I will spend my days tapping at my keyboard, telling stories. Great stories, if I might add. I will look out of the window and seek inspiration from the wilderness, allowing nature to inject life into me. I will get high on the fresh country air which I will inhale deeply through my nostrils into my system (and no, I’m not a druggie) as I watch the rain falling to water the earth or the sun caressing the green vegetation. With a scalding-hot cup of coffee (Or milk, if I’m to stick to my roots), I will try to change the world one word at a time.
Hailey and Heidi will be big names at the time – you better believe it! Grown women of substance. Hailey will be a big shot model (You should see her pose for a photo, I swear!) or actress, or singer. Heidi will run some company, fearlessly admonishing employees and making management decisions. Making men sweat – in a nutshell.
Md will be in the bushes with me (I don’t care what he tells you, this is my fantasy!). As I am busy on my keyboard, he will be lurking somewhere in the bushes trying to catch something, sword – or some other lethal weapon of choice- in hand. Maybe he will resurrect his passion for art and join me at the window with a paintbrush and canvas in hand? My very own Da Vinci? I don’t know…All I know is that he will be shirtless with just a pair of shorts, the Fabio look-alike that he is. I will stop there before things get all steamy and inappropriate. Ha!
When I close my eyes I get lost in this fantasy. It is so tangible, I can taste it. It is so alive; I can feel it burning my bones, willing to burst out.
My true north! This must be it, isn’t it? Is this my internal compass? “Everyone has an internal compass where their true north is clearly defined. Even when they stray, this compass will point them back on track” so I’ve been told. And don’t you agree?

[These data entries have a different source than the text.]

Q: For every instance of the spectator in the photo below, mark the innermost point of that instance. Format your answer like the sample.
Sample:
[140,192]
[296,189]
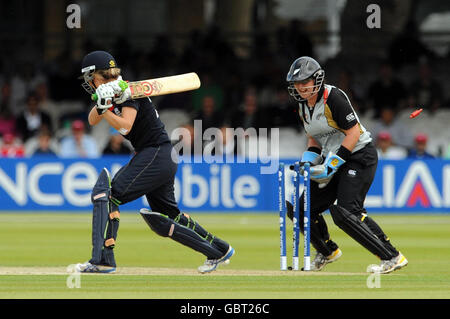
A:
[447,154]
[398,131]
[386,91]
[32,119]
[347,84]
[250,115]
[225,145]
[116,145]
[425,91]
[11,146]
[386,150]
[208,114]
[407,47]
[420,145]
[207,89]
[7,119]
[22,84]
[78,144]
[47,105]
[44,147]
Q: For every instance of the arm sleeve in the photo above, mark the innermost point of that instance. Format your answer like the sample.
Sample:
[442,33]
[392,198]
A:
[341,109]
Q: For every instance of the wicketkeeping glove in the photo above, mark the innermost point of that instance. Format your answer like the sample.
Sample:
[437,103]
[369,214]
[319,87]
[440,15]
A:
[105,96]
[322,174]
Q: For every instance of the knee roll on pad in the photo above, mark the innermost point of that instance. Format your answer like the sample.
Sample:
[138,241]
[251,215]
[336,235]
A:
[359,231]
[187,221]
[105,217]
[159,223]
[166,227]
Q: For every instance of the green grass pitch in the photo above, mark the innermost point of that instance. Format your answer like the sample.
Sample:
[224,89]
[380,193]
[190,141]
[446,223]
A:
[36,249]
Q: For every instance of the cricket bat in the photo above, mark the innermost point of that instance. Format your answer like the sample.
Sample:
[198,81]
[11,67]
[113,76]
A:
[160,86]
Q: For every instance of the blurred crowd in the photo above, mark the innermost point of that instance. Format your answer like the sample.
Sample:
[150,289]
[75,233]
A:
[43,109]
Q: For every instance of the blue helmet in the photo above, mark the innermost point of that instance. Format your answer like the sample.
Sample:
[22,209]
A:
[304,69]
[94,61]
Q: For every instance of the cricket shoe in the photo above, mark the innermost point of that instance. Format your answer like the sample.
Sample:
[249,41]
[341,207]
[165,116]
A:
[320,260]
[211,264]
[87,267]
[387,266]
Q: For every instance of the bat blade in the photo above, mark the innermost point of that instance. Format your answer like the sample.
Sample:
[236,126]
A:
[165,85]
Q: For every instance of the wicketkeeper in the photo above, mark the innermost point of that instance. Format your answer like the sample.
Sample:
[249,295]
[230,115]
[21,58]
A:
[151,172]
[345,163]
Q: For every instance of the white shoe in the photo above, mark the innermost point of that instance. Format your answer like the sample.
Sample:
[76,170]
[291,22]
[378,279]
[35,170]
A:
[87,267]
[211,264]
[320,260]
[387,266]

It’s a journey getting to that point where what you want is non negotiable. There are so many distractions on the way. So many hardships that all combine to build you to the person you want to become.

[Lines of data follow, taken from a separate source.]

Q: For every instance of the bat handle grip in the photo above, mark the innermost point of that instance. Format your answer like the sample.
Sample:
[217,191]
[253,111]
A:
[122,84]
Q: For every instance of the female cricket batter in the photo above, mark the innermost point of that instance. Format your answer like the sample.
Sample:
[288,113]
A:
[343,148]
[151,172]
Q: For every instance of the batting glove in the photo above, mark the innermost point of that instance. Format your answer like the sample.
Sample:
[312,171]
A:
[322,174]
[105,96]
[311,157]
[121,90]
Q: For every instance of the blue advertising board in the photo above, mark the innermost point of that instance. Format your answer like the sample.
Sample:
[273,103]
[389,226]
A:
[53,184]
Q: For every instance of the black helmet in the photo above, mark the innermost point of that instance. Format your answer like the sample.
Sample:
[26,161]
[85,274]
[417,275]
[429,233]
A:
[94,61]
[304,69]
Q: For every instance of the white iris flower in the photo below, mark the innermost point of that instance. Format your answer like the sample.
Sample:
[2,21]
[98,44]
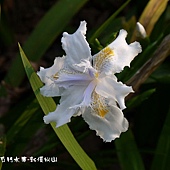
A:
[87,84]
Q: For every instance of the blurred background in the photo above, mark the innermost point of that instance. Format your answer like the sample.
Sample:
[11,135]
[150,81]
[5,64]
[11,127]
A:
[38,27]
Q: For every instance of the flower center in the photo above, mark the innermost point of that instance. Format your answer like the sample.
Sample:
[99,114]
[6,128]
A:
[103,56]
[98,104]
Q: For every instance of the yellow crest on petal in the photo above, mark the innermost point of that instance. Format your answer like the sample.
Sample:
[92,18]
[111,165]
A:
[103,56]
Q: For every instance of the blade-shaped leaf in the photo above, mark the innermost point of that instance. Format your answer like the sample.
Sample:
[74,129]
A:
[63,132]
[2,148]
[151,14]
[128,154]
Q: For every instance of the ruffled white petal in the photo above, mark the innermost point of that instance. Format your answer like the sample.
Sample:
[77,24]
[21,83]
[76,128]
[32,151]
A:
[108,127]
[110,88]
[46,76]
[76,46]
[69,79]
[117,55]
[70,97]
[124,53]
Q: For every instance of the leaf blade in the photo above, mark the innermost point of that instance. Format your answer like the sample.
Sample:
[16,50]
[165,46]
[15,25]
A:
[63,132]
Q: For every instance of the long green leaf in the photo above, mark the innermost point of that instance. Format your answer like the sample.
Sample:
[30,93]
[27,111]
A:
[2,147]
[162,153]
[63,132]
[50,26]
[128,154]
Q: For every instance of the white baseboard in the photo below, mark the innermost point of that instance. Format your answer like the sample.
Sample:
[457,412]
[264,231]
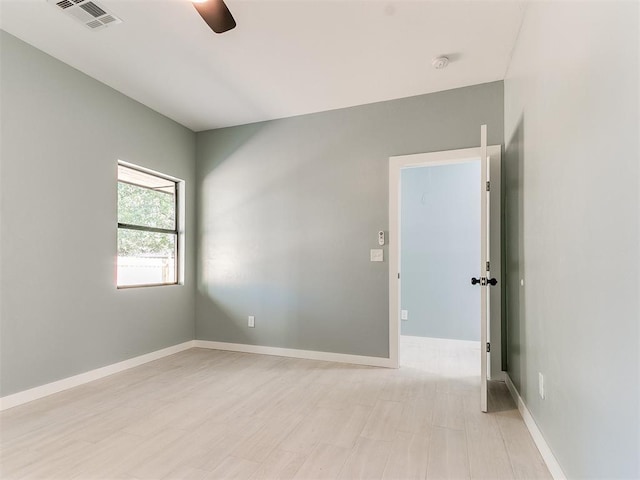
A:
[294,353]
[547,455]
[35,393]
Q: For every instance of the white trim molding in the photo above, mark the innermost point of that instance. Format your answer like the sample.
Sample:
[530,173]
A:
[35,393]
[295,353]
[547,455]
[396,165]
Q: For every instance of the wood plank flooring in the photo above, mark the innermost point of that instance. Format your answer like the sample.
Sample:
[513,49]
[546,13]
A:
[206,414]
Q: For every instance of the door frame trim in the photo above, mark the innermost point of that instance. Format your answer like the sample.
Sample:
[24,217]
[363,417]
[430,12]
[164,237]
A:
[396,163]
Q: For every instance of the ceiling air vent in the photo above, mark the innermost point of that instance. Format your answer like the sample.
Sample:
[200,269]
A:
[92,15]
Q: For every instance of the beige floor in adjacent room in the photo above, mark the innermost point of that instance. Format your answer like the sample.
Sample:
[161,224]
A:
[204,414]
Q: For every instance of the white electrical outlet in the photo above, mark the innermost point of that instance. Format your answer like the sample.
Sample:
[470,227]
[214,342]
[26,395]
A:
[377,255]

Every woman, I believe, has to go through the thick scary forest with wild animals raring to gnaw at her delicate frame, ready to take advantage of her fragility. She has to climb mountains so high while struggling to hang on lest she plummets into the ocean below that is eager to drown her. Every woman, at one point or another, has plunged into deep waters; unable to swim she has stretched out her hand helplessly. If lucky, she has clutched on a straw and stayed afloat.
She has had to run away from danger! Towards shelter! Barefoot sometimes! She’s been pricked in the process! She has bled. She has asked for help along the way only to be turned away. Screamed for help in the dark, only to be ignored. Sought for help among people who claim to love her, only to be misled. She has somehow managed to come back nevertheless.

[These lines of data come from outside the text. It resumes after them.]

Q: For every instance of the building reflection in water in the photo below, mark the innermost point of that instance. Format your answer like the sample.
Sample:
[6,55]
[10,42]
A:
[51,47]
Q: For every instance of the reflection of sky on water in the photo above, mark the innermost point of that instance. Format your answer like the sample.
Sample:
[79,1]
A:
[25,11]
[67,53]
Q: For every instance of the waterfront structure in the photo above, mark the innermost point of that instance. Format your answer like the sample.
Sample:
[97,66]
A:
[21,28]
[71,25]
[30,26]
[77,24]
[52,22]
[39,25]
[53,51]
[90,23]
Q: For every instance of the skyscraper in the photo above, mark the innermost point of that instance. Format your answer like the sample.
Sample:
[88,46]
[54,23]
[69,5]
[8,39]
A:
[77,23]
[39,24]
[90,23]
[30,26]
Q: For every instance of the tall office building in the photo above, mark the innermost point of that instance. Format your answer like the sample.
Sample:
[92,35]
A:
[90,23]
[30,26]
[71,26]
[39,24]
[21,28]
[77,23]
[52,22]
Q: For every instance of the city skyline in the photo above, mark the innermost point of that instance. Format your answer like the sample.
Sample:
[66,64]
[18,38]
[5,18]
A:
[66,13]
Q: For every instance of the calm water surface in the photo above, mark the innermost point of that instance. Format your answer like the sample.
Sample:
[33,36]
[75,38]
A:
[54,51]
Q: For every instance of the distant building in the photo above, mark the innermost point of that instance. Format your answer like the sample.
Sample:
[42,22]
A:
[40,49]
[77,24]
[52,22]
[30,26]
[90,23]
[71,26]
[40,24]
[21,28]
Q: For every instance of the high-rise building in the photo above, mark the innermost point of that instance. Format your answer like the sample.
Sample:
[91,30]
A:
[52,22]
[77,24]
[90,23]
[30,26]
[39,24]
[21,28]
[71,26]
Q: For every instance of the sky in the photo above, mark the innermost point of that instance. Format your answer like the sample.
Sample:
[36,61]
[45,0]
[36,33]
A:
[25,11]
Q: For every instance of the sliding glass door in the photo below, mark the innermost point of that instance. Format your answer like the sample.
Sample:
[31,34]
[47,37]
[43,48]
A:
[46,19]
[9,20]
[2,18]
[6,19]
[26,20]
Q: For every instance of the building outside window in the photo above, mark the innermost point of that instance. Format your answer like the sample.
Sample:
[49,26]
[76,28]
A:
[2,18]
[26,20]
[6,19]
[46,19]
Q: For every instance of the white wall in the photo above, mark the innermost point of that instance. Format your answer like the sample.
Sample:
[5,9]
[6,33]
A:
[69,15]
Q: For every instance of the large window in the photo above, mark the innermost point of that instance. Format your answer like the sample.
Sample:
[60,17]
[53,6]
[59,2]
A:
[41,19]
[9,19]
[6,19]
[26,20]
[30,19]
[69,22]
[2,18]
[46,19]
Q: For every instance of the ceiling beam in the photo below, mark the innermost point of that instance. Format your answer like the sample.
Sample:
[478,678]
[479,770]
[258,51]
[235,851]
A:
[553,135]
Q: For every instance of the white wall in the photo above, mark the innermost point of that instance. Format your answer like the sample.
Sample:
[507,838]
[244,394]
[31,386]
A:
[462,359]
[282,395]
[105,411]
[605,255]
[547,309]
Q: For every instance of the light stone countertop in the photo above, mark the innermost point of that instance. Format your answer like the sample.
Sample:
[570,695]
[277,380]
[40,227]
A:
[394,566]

Every woman has slipped! Has fallen!Crawled on all fours! Dragged their bodies on the mud when standing up was too much for her! She has cried! Boy, has she cried! She has laughed! She has smiled! Given a fake smile! A fake orgasm! She has loved! She has hated! Harboured anger! Resentment! She has gone crazy with confusion! She has given in to pleasure! Succumbed to pressure! She has given up! Thrown her hands up in defeat!
Yet she has picked herself up! Stood tall! Pushed her chest out! Made a comeback! She has trudged the long winding road! Step by firm step! Determined to reach where she needs to go! Focusing on that one point that remains constant through it all. Her true north.
Every woman has gone through her fair share of smelting to become that shining, refined woman who knows what she wants. Whose morals, principles and ideals are non negotiable.
In life’s journey we are often uncertain where we stand, where we are going and what the right path is for us personally. My true north beckons me to this place where I am comfortable in my skin; with what I have and who I am. It stops me from comparing myself to others and insists ever so determinedly, irritatingly sometimes, that I make my voice heard regardless of what people might think. It fights me when I try to conform. It dares me to be me. Unique. Different. Blessed.
Take a look, see how far you’ve come. Now imagine how much farther you can go! Never lose sight of your true north. Keep going. Keep North!